Di setiap zaman, pendidikan selalu menjadi arena pertarungan makna. Ia dipandang bukan sekadar sarana menimba ilmu, tetapi juga instrumen politik yang dapat mengendalikan arah bangsa. Ketika pengetahuan disaring, kurikulum diarahkan, dan ruang berpikir dibatasi, pendidikan bertransformasi dari ruang emansipasi menjadi alat kekuasaan.
Pada masa kolonial Belanda, pendidikan sengaja dibatasi. Politik Etis yang disebut sebagai kebijakan “balas budi” sejatinya hanya membuka akses terbatas bagi kaum priyayi untuk menjadi aparatur kolonial.

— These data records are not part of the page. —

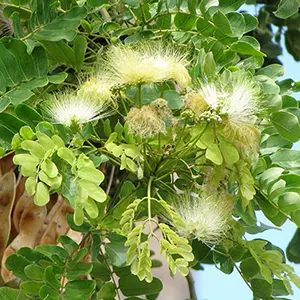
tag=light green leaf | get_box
[278,192,300,213]
[33,182,50,206]
[25,177,37,196]
[205,144,223,165]
[77,167,104,184]
[274,0,300,19]
[219,141,240,164]
[31,6,87,42]
[270,111,300,142]
[79,179,107,203]
[174,12,197,31]
[41,159,58,178]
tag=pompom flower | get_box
[44,91,113,126]
[173,190,233,245]
[126,98,171,138]
[185,71,262,156]
[106,42,191,88]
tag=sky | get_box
[193,6,300,300]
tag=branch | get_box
[185,270,198,300]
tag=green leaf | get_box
[98,282,116,300]
[91,261,111,281]
[5,254,30,280]
[204,52,216,80]
[213,10,233,35]
[156,14,172,29]
[77,167,104,184]
[219,141,240,164]
[15,104,43,128]
[226,12,247,38]
[33,182,50,206]
[205,144,223,165]
[20,126,35,140]
[41,159,58,178]
[271,149,300,169]
[240,257,260,279]
[286,228,300,264]
[0,37,48,88]
[79,179,107,203]
[67,262,93,279]
[74,35,86,72]
[218,0,245,14]
[57,235,79,255]
[0,287,19,300]
[21,140,46,158]
[24,264,44,281]
[57,147,76,166]
[106,234,128,267]
[121,0,140,7]
[272,279,290,296]
[62,280,96,300]
[230,36,265,56]
[13,153,39,167]
[44,266,60,290]
[31,6,87,42]
[251,278,272,299]
[87,0,109,7]
[270,111,300,142]
[274,0,300,19]
[67,214,91,232]
[197,17,216,37]
[119,275,163,296]
[256,64,284,80]
[174,12,197,31]
[0,112,26,133]
[25,177,37,196]
[278,192,300,213]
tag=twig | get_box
[106,166,116,195]
[185,270,198,300]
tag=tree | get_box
[0,0,300,299]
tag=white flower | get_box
[44,92,112,126]
[126,98,171,138]
[173,191,233,245]
[107,42,191,88]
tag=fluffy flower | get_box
[173,190,233,245]
[185,71,261,156]
[44,92,112,126]
[107,42,191,88]
[126,99,171,138]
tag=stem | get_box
[138,84,142,108]
[100,246,121,300]
[185,270,198,300]
[147,176,154,235]
[106,166,116,195]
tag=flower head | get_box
[185,71,262,156]
[107,42,191,88]
[44,91,112,126]
[173,190,233,245]
[126,99,171,138]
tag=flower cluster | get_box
[173,186,233,245]
[185,71,262,157]
[107,42,191,88]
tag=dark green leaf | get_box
[270,111,300,142]
[274,0,300,19]
[119,275,163,296]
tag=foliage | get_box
[0,0,300,300]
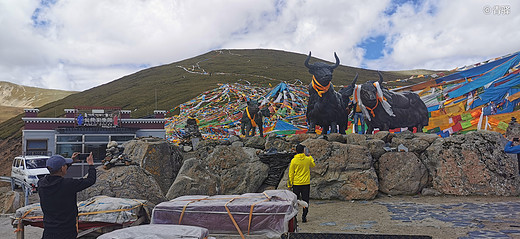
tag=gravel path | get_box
[0,196,520,239]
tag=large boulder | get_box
[360,139,386,160]
[166,146,269,199]
[345,134,367,144]
[378,152,428,195]
[285,134,319,145]
[244,136,265,149]
[265,135,295,152]
[278,139,378,200]
[506,117,520,140]
[421,131,519,196]
[78,165,166,204]
[123,138,183,192]
[390,137,430,156]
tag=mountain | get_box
[0,49,440,139]
[0,49,442,175]
[0,81,76,123]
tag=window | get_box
[85,143,107,162]
[56,144,81,158]
[56,135,83,142]
[26,140,47,155]
[85,135,108,143]
[110,135,135,143]
[25,158,47,169]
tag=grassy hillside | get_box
[0,81,76,123]
[0,49,440,139]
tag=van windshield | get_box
[25,158,47,169]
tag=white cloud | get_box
[0,0,520,90]
[368,0,520,70]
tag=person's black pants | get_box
[516,154,520,173]
[42,230,78,239]
[293,184,311,218]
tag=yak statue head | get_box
[360,71,383,107]
[305,51,339,86]
[339,73,358,103]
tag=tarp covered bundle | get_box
[98,224,209,239]
[419,52,520,137]
[14,196,150,228]
[152,190,298,237]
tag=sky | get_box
[0,0,520,91]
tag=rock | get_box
[345,134,367,144]
[231,141,244,147]
[0,187,25,214]
[197,139,231,149]
[123,140,183,192]
[244,136,265,149]
[327,133,347,144]
[392,130,414,140]
[377,152,428,195]
[415,133,441,144]
[390,137,430,156]
[360,140,386,161]
[78,165,166,204]
[421,130,519,196]
[506,117,520,140]
[166,146,269,199]
[372,131,394,143]
[265,137,295,152]
[229,135,240,144]
[421,188,442,196]
[166,158,220,200]
[286,134,319,145]
[278,139,378,200]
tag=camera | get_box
[78,153,90,160]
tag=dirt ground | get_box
[0,195,520,239]
[298,196,520,238]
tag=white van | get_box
[11,155,50,187]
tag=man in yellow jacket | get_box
[287,144,316,222]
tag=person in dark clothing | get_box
[504,138,520,173]
[38,153,96,239]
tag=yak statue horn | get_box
[377,71,383,85]
[305,51,311,68]
[332,52,339,69]
[352,73,358,86]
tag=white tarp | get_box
[98,224,209,239]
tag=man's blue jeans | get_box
[354,113,365,134]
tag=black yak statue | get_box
[240,100,270,137]
[305,52,348,135]
[353,72,429,133]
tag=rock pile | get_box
[68,131,520,207]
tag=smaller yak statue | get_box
[240,100,270,137]
[305,52,348,135]
[353,72,429,133]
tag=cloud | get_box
[367,0,520,70]
[0,0,520,90]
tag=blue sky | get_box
[0,0,520,90]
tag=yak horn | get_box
[305,51,311,69]
[332,52,339,69]
[352,73,358,86]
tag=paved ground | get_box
[299,196,520,239]
[0,196,520,239]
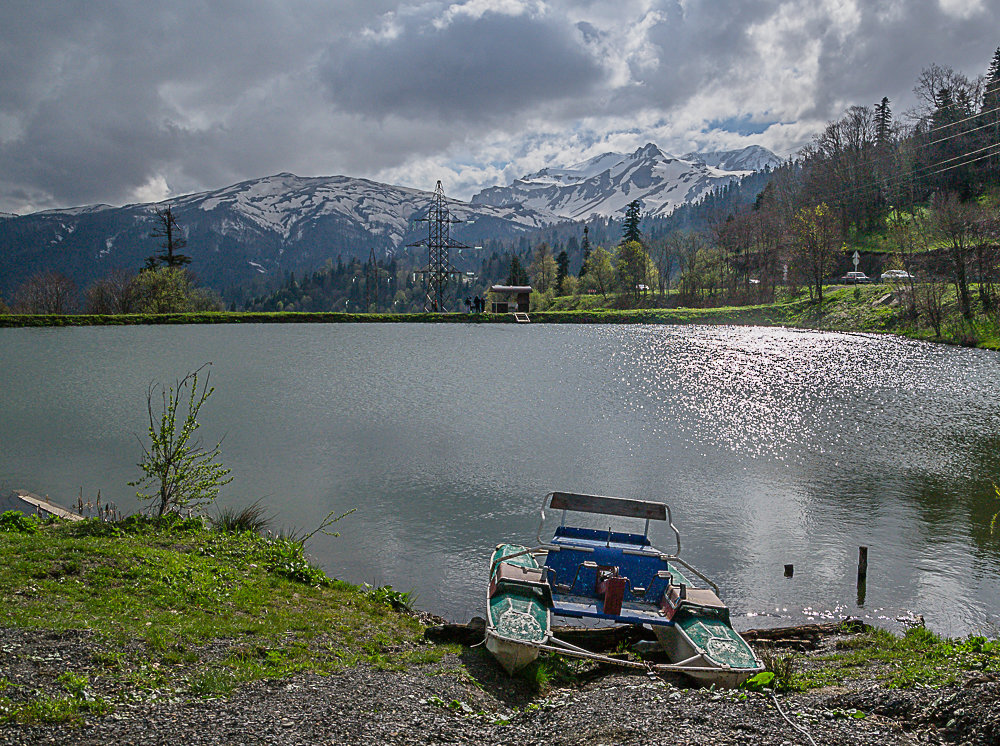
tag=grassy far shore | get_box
[0,513,1000,724]
[0,285,1000,349]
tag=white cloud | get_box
[0,0,1000,211]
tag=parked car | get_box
[840,272,871,285]
[881,269,914,282]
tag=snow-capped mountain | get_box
[0,173,557,297]
[472,143,781,220]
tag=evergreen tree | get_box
[556,249,569,295]
[621,199,642,245]
[580,226,590,277]
[982,47,1000,181]
[875,96,892,148]
[144,206,191,269]
[507,254,528,285]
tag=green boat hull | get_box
[486,544,552,675]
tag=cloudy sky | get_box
[0,0,1000,213]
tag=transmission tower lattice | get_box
[409,181,472,313]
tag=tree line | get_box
[0,206,222,314]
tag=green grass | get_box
[790,627,1000,690]
[0,514,453,722]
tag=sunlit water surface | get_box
[0,324,1000,634]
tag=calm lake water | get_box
[0,324,1000,634]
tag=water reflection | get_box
[0,325,1000,633]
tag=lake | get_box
[0,324,1000,634]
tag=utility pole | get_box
[409,181,471,313]
[365,248,379,313]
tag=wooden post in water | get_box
[858,547,868,606]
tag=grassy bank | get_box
[0,513,448,723]
[0,513,1000,725]
[0,285,1000,349]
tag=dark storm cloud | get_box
[322,6,606,122]
[0,0,1000,211]
[0,0,398,207]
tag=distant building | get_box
[490,285,531,313]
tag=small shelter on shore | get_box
[490,285,531,313]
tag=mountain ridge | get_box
[472,143,781,220]
[0,143,779,298]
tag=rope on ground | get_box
[770,692,816,746]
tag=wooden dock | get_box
[0,490,83,521]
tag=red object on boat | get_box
[604,575,628,615]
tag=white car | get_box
[882,269,914,282]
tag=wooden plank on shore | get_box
[8,490,83,521]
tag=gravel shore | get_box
[0,629,1000,746]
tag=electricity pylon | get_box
[409,181,472,313]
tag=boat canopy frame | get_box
[536,492,681,559]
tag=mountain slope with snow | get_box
[472,143,781,220]
[0,173,558,298]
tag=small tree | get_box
[792,202,839,303]
[145,207,191,269]
[129,363,232,516]
[14,271,77,314]
[84,269,139,314]
[528,243,559,293]
[584,246,615,298]
[621,199,642,246]
[615,235,656,302]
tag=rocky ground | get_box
[0,630,1000,746]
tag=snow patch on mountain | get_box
[168,173,558,245]
[472,143,780,220]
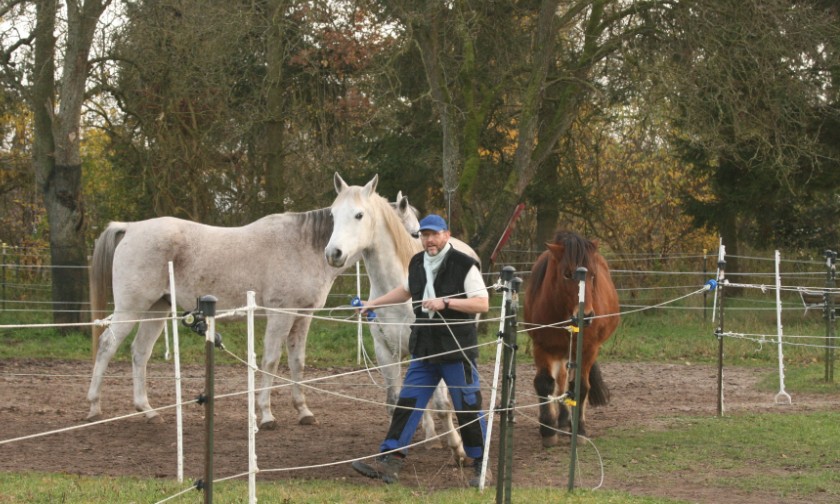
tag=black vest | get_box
[408,248,479,362]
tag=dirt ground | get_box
[0,361,836,504]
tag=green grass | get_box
[0,473,676,504]
[0,300,840,504]
[597,413,840,501]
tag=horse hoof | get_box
[260,420,277,430]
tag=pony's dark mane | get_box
[554,230,596,270]
[291,207,333,250]
[526,254,549,299]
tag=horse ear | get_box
[397,191,411,213]
[333,172,347,194]
[364,173,379,196]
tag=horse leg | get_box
[370,324,404,414]
[288,317,318,425]
[423,380,467,465]
[131,316,166,423]
[534,346,565,448]
[257,313,294,430]
[86,313,135,422]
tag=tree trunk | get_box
[32,0,110,324]
[259,0,288,213]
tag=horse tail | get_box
[88,222,128,357]
[587,361,610,406]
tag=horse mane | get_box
[554,230,598,269]
[527,230,598,299]
[370,193,419,268]
[289,207,333,250]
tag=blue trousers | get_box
[380,360,487,459]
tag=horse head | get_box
[324,173,379,268]
[547,231,598,325]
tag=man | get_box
[352,214,489,487]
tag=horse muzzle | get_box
[324,247,347,268]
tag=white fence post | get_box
[163,261,184,483]
[775,250,793,404]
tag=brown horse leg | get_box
[534,367,557,448]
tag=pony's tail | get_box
[587,361,610,406]
[88,222,128,359]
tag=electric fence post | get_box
[715,251,726,417]
[182,295,222,504]
[496,266,522,504]
[823,250,837,383]
[569,267,587,492]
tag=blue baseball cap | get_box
[420,214,449,232]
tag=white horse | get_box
[87,208,414,430]
[324,173,477,461]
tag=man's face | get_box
[420,230,449,256]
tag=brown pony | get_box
[525,231,619,447]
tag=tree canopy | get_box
[0,0,840,304]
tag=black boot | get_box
[350,453,404,483]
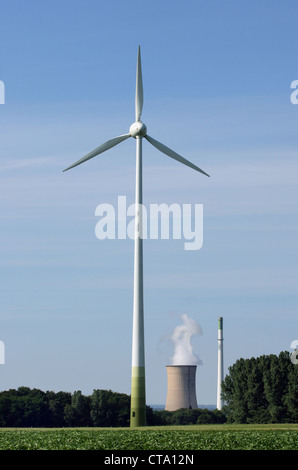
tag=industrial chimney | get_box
[217,317,224,410]
[165,365,198,411]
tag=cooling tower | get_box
[165,365,198,411]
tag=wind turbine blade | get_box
[135,46,143,121]
[144,134,210,176]
[63,134,130,171]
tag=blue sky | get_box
[0,0,298,404]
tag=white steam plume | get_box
[171,313,202,365]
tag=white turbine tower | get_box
[64,46,209,427]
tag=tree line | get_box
[0,352,298,427]
[0,387,225,427]
[222,351,298,423]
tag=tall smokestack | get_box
[217,317,224,410]
[165,365,198,411]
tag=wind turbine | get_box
[63,46,209,427]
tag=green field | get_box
[0,424,298,451]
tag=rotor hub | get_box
[129,121,147,138]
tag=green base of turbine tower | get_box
[130,367,146,428]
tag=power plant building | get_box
[165,365,198,411]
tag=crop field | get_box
[0,424,298,451]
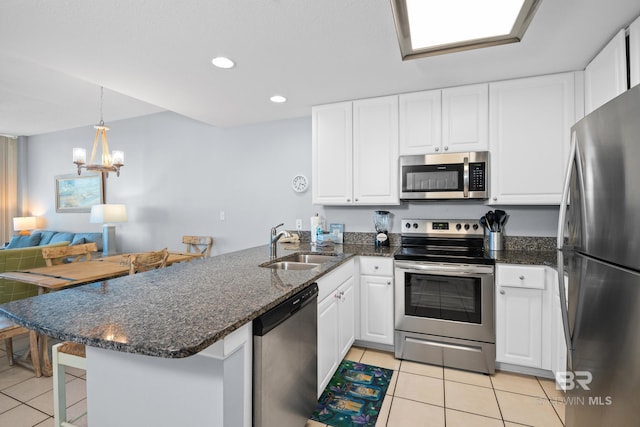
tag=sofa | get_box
[4,230,102,252]
[0,241,69,304]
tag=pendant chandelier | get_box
[73,86,124,177]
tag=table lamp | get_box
[89,204,127,256]
[13,216,37,236]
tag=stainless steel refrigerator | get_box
[558,86,640,427]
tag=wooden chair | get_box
[42,242,98,267]
[0,317,42,377]
[182,236,213,257]
[129,248,169,274]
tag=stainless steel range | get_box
[394,219,496,373]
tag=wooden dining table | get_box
[0,252,203,376]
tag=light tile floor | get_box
[0,338,564,427]
[0,336,87,427]
[306,347,564,427]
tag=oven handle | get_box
[396,261,493,274]
[406,338,482,353]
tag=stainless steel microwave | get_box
[400,151,489,200]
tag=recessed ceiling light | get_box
[269,95,287,104]
[392,0,541,59]
[211,56,236,68]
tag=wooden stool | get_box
[182,236,213,257]
[0,317,42,377]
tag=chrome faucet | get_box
[269,223,291,259]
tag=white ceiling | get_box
[0,0,640,135]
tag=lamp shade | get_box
[89,205,127,224]
[13,216,37,231]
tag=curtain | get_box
[0,136,18,246]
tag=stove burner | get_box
[394,219,495,265]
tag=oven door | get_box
[395,261,495,343]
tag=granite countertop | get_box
[0,244,394,358]
[0,239,555,358]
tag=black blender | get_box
[373,211,390,248]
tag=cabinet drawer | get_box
[496,265,545,289]
[360,256,393,276]
[316,259,354,303]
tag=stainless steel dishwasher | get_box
[253,283,318,427]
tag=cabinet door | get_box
[496,286,543,368]
[311,102,353,205]
[360,276,393,345]
[584,30,627,114]
[442,83,489,152]
[398,90,442,156]
[318,294,341,397]
[338,277,356,363]
[628,17,640,87]
[353,96,400,205]
[489,73,575,205]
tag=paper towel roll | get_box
[309,214,324,243]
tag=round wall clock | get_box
[291,175,309,193]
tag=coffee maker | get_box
[373,211,391,248]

Sekolah dijadikan mesin loyalitas, bukan ruang pembebasan.
Pasca-kemerdekaan, pendidikan tetap menjadi arena perebutan. Di era Orde Baru, kurikulum dipolitisasi untuk menanamkan ideologi tunggal. Penataran P4 dan mata pelajaran Pendidikan Moral Pancasila diarahkan bukan untuk mendorong dialog kritis, melainkan memastikan generasi muda patuh pada garis kebijakan rezim.
Era reformasi membuka ruang kebebasan yang lebih besar, tetapi intervensi kekuasaan tidak pernah benar-benar hilang. Pendidikan tetap menjadi instrumen legitimasi. Pergantian menteri kerap diikuti perubahan kurikulum secara drastis. Alih-alih stabil, publik justru disuguhi tarik-menarik kepentingan politik dan bisnis pendidikan.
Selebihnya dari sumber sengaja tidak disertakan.